Massive externalNode performance degradation after upgrade to 1.16

also worth mentioning the very large amount of cached sql queries, maybe we
need to store it in some local variable instead of going to active record?

Don’t want to blame anybody, but in 1.16 we introduced redesign of host info, providers were introduced to allow extending of ENC data. This was part of:

http://projects.theforeman.org/issues/15711

This possibly could be root cause, unfortunately this is rather complex code change, I am unable to tell and this needs further analysis. Creating a simple benchmark and running it before/after would tell us perhaps.

Thank you very much for your analysis. You can reproduce this with the ENC script (as provided here: Foreman :: Manual, e.g. $ time ./node.rb $(hostname -f) > /dev/null) or just by clicking on “YAML” in the Foreman web UI.

With the depth of this topic and with these Foreman and Ruby internals, I am at my wit’s end.

Do you need any further debug information or do you have any tips on how to trace this problem at Ruby level?

This is far from an analysis, I was just looking into git and trying to figure out files which changed in 1.16. I might be very wrong.

Can you describe in more detail the host you are experiencing slow performance with? I mean, can you pastebin the ENC output actually? Make sure all sensitive data is redacted, but it would be useful to see how much data are we talking about. Also, the benchmark would use the same or similar input.

You can find an example here: https://pastebin.com/Kc8shXgw
Due to the anonymization the yaml might have syntax errors - sorry about that.

Meanwhile we did the following test with a host and the smart class parameters:

  • Host with 17 included puppet classes with a few activated smart class parameters (configure -> Smart Class Parameters -> “Override” selected): ~ 800ms
  • Host with 17 included puppet classes with some more activated smart class parameters (configure -> Smart Class Parameters -> “Override”): ~ 3000ms
  • Host with 17 include puppet classes with some more activated smart class parameters (configure -> Smart Class Parameters -> “Override”) and overwritten on the host: ~ 6000ms
1 Like

Thanks for the snippet, that is fine. Just please confirm that the amount of data is roughly correct. This does not look like a huge ENC output.

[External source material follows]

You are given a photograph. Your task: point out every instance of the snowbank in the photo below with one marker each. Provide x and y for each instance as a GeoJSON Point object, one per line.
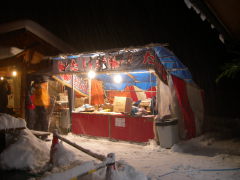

Class and smart class params are a bit complicated code I haven’t looked into yet, so I will let some more experienced devs to comment on that - everything above one second is IMHO bad performance.

Yes, the amount of data is roughly correct. Of course the public ssh keys are a bit longer :P, but the number of parameters is correct.

We have the same problem.

We had a separate post before the community vm problem - but really our data belongs here.

@ohadlevy was replying to me on that other thread - but I think this data belongs on this thread now since it looks like the a related problem.

We upgraded from 1.15 to 1.17 and suffered huge performance degradation which rendered foreman unusable.

We downgraded to 1.16 and had the same problem. It was fixed when we went back to 1.15.

In 1.15 a single node query – /node/node.name?format=yml took 0.8 seconds.

In 1.16 it takes around 19 seconds which renders foreman unusable because it’s burning 100% of one CPU during this time. So we end up burning all CPUs on our 7 foreman servers (which only run foreman) and our puppet runs start failing because of time outs.

I believe the same problem was true for 1.17 but I did not see the logs personally to confirm it. All I know is the foreman servers were burning all of the CPUs they had handling the /node/node.name?format=yml endpoint.

Overall we have around 1,000 classes, 4,000 smart class variables, 8,000 hosts, 18 puppet environments, 1 smart variable.

The ENC for the host from the log entries below has 67 classes, 148 class parameters and 13 parameters.

The following is an extract from a single host request to /node/single.node.name?format=yml .

I used the request ID to grep every line from the log for the single /node call, cut off the time stamps and did a sort | uniq -c .

The number on the front of each line is the number of times that line appeared in the log for a single /node/ request for one node.

    737 [sql] [D]   CACHE (0.0ms)  SELECT "parameters".* FROM "parameters" WHERE "parameters"."type" IN ('CommonParameter')  ORDER BY parameters.name
    738 [sql] [D]   CACHE (0.0ms)  SELECT "parameters".* FROM "parameters" WHERE "parameters"."type" IN ('DomainParameter') AND "parameters"."reference_id" = $1  ORDER BY parameters.name  [["reference_id", 2]]
    740 [sql] [D]   CACHE (0.0ms)  SELECT "parameters".* FROM "parameters" WHERE "parameters"."type" IN ('GroupParameter') AND "parameters"."reference_id" = $1  ORDER BY parameters.name  [["reference_id", 68]]
    737 [sql] [D]   CACHE (0.0ms)  SELECT "parameters".* FROM "parameters" WHERE "parameters"."type" IN ('GroupParameter') AND "parameters"."reference_id" = $1  ORDER BY parameters.name  [["reference_id", 7]]
    736 [sql] [D]   CACHE (0.0ms)  SELECT "parameters".* FROM "parameters" WHERE "parameters"."type" IN ('GroupParameter') AND "parameters"."reference_id" = $1  ORDER BY parameters.name  [["reference_id", 9]]
    736 [sql] [D]   CACHE (0.0ms)  SELECT "parameters".* FROM "parameters" WHERE "parameters"."type" IN ('HostParameter') AND "parameters"."reference_id" = $1  ORDER BY parameters.name  [["reference_id", 1047]]
    737 [sql] [D]   CACHE (0.0ms)  SELECT "parameters".* FROM "parameters" WHERE "parameters"."type" IN ('OsParameter') AND "parameters"."reference_id" = $1  ORDER BY parameters.name  [["reference_id", 1]]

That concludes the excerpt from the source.